I found it on the shore of the Bay in Emeryville, California. It is a pale and translucent pink. One one side, it is lumpy and appears to have been formed by being molten. On the underside, however, one can see crystalline formations that appear to be cube-shaped. It is very, very hard, defying a dremel with a metal burr.

Pictures here,
here,
here,
and here.

I apologize for my inferior camera.

I think this is how The Blob started…

The color and visible crystal structure remind me of pink K-spar (orthoclase). In a granite with pink mineral, that’s usually orthoclase.

I’m not a geologist, but I dabbled for a year or two as a kid.

It could be a lot of different minerals, but a good guess would be a kind of feldspar:

They definitely come in that shade of pink.

If you picked it up on a beach the “molten” appearance is much more likely to be the result of erosion.

My vote is granite with vein(s) of pink mineral.

Well, everyone’s educated guesses here appear to support, at least in part, my original impression that it was a pink moonstone.

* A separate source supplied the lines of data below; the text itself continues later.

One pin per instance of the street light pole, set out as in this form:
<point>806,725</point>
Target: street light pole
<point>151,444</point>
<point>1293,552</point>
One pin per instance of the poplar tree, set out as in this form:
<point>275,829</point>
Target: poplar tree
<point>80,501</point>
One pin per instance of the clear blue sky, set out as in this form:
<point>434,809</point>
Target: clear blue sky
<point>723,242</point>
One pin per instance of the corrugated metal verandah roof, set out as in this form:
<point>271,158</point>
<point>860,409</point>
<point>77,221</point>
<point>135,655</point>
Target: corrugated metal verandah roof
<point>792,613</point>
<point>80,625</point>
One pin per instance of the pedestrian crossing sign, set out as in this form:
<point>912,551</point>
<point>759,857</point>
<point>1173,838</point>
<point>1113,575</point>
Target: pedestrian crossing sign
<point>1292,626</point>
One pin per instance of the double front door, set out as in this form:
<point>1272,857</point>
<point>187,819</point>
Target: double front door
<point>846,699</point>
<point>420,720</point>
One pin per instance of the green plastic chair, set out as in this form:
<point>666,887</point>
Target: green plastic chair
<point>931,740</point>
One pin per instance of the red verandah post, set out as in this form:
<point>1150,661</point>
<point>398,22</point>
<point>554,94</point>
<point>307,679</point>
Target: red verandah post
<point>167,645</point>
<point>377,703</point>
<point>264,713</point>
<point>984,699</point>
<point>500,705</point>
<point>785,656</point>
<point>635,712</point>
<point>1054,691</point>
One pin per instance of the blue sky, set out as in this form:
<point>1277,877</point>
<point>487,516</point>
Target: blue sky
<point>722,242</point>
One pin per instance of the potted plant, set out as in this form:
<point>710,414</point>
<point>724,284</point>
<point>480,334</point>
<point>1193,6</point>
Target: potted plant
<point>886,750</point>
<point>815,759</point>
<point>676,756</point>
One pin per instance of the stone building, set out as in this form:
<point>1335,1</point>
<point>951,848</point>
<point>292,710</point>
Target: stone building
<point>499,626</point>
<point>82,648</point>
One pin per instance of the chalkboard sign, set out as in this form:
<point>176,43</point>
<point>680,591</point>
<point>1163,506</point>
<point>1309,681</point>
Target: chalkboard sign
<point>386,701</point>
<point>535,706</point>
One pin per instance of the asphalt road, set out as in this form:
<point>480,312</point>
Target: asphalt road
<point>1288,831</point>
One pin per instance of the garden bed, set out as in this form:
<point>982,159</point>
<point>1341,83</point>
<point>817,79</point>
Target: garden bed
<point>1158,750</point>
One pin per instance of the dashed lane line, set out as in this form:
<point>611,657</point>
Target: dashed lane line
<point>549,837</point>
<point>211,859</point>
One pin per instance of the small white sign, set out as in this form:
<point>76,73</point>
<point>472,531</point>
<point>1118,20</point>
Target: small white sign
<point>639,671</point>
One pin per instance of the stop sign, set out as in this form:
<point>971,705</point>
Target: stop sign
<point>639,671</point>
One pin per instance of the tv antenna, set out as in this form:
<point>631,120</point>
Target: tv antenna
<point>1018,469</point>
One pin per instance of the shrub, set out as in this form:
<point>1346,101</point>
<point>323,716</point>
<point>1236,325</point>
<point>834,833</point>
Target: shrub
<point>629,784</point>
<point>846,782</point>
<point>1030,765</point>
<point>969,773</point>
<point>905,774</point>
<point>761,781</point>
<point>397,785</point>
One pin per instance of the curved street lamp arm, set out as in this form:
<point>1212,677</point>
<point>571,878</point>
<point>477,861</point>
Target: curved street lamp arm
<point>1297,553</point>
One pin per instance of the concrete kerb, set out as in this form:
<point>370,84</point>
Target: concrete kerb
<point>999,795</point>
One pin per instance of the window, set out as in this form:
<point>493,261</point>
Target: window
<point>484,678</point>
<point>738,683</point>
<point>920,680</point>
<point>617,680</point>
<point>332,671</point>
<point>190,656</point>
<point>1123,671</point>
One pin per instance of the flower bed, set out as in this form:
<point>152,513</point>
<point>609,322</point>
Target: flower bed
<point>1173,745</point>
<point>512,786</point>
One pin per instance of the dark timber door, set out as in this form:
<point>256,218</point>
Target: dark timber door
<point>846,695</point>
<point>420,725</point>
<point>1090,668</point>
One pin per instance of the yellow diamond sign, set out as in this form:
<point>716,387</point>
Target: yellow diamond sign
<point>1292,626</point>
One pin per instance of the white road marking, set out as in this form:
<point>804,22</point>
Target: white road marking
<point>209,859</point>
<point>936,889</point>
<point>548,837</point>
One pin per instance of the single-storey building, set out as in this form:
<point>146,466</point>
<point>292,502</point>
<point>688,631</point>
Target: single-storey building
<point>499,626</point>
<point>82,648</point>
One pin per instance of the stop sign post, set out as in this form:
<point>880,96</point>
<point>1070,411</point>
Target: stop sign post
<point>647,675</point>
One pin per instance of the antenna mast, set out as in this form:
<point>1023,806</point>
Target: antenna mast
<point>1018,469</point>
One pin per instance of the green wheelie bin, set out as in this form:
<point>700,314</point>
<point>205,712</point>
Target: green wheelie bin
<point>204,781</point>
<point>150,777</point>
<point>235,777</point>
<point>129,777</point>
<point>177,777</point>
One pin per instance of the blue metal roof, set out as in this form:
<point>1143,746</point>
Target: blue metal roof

That particular area is known for having moonstone around; I know a guy who has found many specimens including one or two pretty big ones. Moonstone is what I wanted to find, and specifically went out looking for. (I’d tried this many times before, but never found anything.)

But then my best friend told me it can’t be moonstone, because moonstone is relatively soft.

The colour looks a bit like rose quartz, but that doesn’t often form neat crystals, and when it does, they’re not cubic.